Sonra yine, romanı okurken bu boşlukları ve bu boşlukların içine saklanan tamamlanmışlıkları kendimiz birleştirerek yeni anlamlar yaratmaya da başlıyoruz bir yandan. Böyle olunca roman, biraz da Hasanım Ali’nin yazdığı roman olmaktan çıkıyor da bizim parça parça anlamlarla yamadığımız bambaşka bir roman haline geliyor. Böyle olunca, acaba Hasan Ali biraz da böyle olmasını mı istedi diye düşünmekten alamıyorum kendimi.
Biz böyle düşünedurup zamanın dışına çıkmışken Hasan Ali yazmaya devam ediyor elbette. Kelimeler öyle bir dökülüyor ki zihninden, okuduklarımız ne kadar gerçek ne kadar hayal onu da anlamıyoruz. Zaten biraz anlar gibi olduğumuzda da gerçek ve hayalin arasındaki o titrek çizgi dalgalanıyor, narin bir tül gibi dağılıyor da eriyip duruyorlar birbirlerinde, yok oluyorlar ansızın. Biz de onların arkasından havada dalgalanan bir boşlukla kalakalıyoruz sanki. Tüm zıtlıklar bir oluyor da biz bunu anlamıyoruz.
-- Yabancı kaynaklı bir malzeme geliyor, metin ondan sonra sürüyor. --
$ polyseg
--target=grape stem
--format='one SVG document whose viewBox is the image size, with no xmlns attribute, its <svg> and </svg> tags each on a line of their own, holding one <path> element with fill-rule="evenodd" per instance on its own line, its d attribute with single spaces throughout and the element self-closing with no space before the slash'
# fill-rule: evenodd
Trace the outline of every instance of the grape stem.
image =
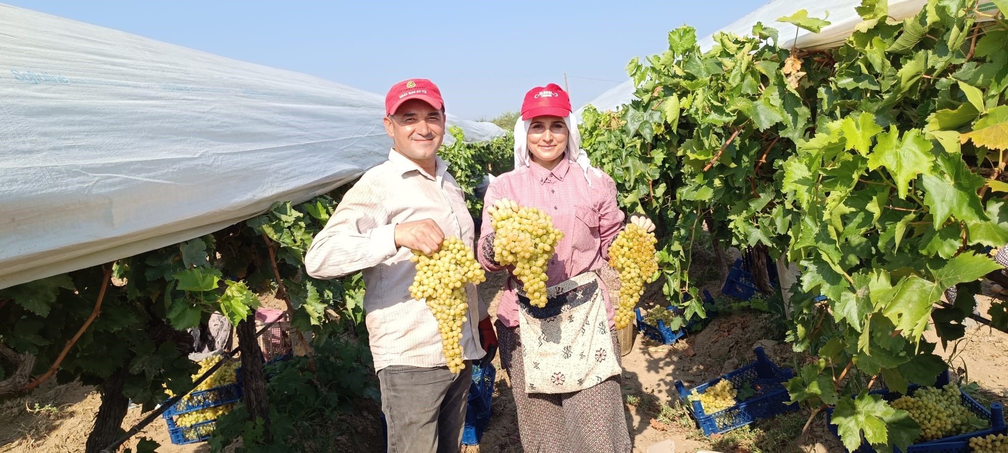
<svg viewBox="0 0 1008 453">
<path fill-rule="evenodd" d="M 266 241 L 266 249 L 269 250 L 269 261 L 273 264 L 273 274 L 276 275 L 276 297 L 282 299 L 285 304 L 287 304 L 287 313 L 290 316 L 294 315 L 294 307 L 290 304 L 290 298 L 287 296 L 287 290 L 283 286 L 283 278 L 280 277 L 280 268 L 276 265 L 276 254 L 273 252 L 273 242 L 269 240 L 269 236 L 266 233 L 262 233 L 262 239 Z M 297 337 L 297 341 L 301 343 L 301 347 L 304 348 L 304 353 L 308 356 L 308 369 L 311 371 L 316 370 L 314 362 L 314 351 L 311 350 L 311 346 L 308 345 L 307 341 L 304 341 L 304 336 L 301 335 L 301 331 L 293 329 L 294 336 Z"/>
<path fill-rule="evenodd" d="M 31 391 L 33 388 L 37 387 L 38 384 L 44 382 L 45 379 L 48 379 L 56 372 L 56 369 L 59 368 L 59 364 L 62 363 L 62 359 L 66 358 L 67 353 L 70 352 L 70 348 L 77 343 L 77 340 L 81 338 L 81 335 L 84 335 L 84 331 L 88 330 L 88 326 L 91 326 L 91 323 L 95 321 L 95 318 L 98 318 L 98 315 L 102 313 L 102 300 L 105 299 L 105 290 L 109 288 L 109 280 L 111 278 L 112 263 L 110 262 L 108 268 L 105 269 L 105 278 L 102 279 L 102 289 L 98 292 L 98 300 L 95 301 L 95 308 L 91 311 L 91 316 L 84 321 L 84 325 L 77 330 L 77 334 L 67 341 L 67 345 L 64 346 L 64 350 L 59 352 L 59 356 L 56 357 L 56 360 L 52 362 L 52 366 L 49 366 L 49 370 L 45 371 L 45 374 L 38 376 L 35 380 L 32 380 L 27 386 L 24 387 L 25 392 Z"/>
<path fill-rule="evenodd" d="M 818 408 L 812 410 L 812 414 L 808 416 L 808 421 L 805 422 L 805 426 L 801 428 L 801 434 L 805 434 L 808 431 L 808 427 L 812 424 L 812 420 L 815 420 L 815 416 L 818 415 L 824 409 L 827 409 L 827 405 L 822 405 Z"/>
</svg>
Sonra Hasanım Ali bizdeki bu hali görüyor, görmekten de öte anlıyor olacak ki, buna bağlı olarak kitabı yazarken hissettiği duyuşları şöyle aktarıyor sonlarda:
‘’Benimkisi, hiçbir zaman hiçbir şeyle açıklanamayacak kadar derin, hiç kimsenin anlayamayacağı ölçüde karışık ve acayip bir yorgunluktu.’’
Güzel insan, şiir insan... Bu kitapla yorgunluğuna biraz olsun ortak olabildiysek ne şans.
Benim okurken hissettiğim şeyse... Gerçek miydi yoksa hayal miydi bilemeyeceğim; ama aldığım zevk içimden çıkmış da buhurdanlıktan tüten ince bir duman misali önümde somutlaşmış, bana gülümsüyordu. Somuttu; ama ‘gölgesizdi’... Eh, artık ben diyeyim var, siz deyin yok.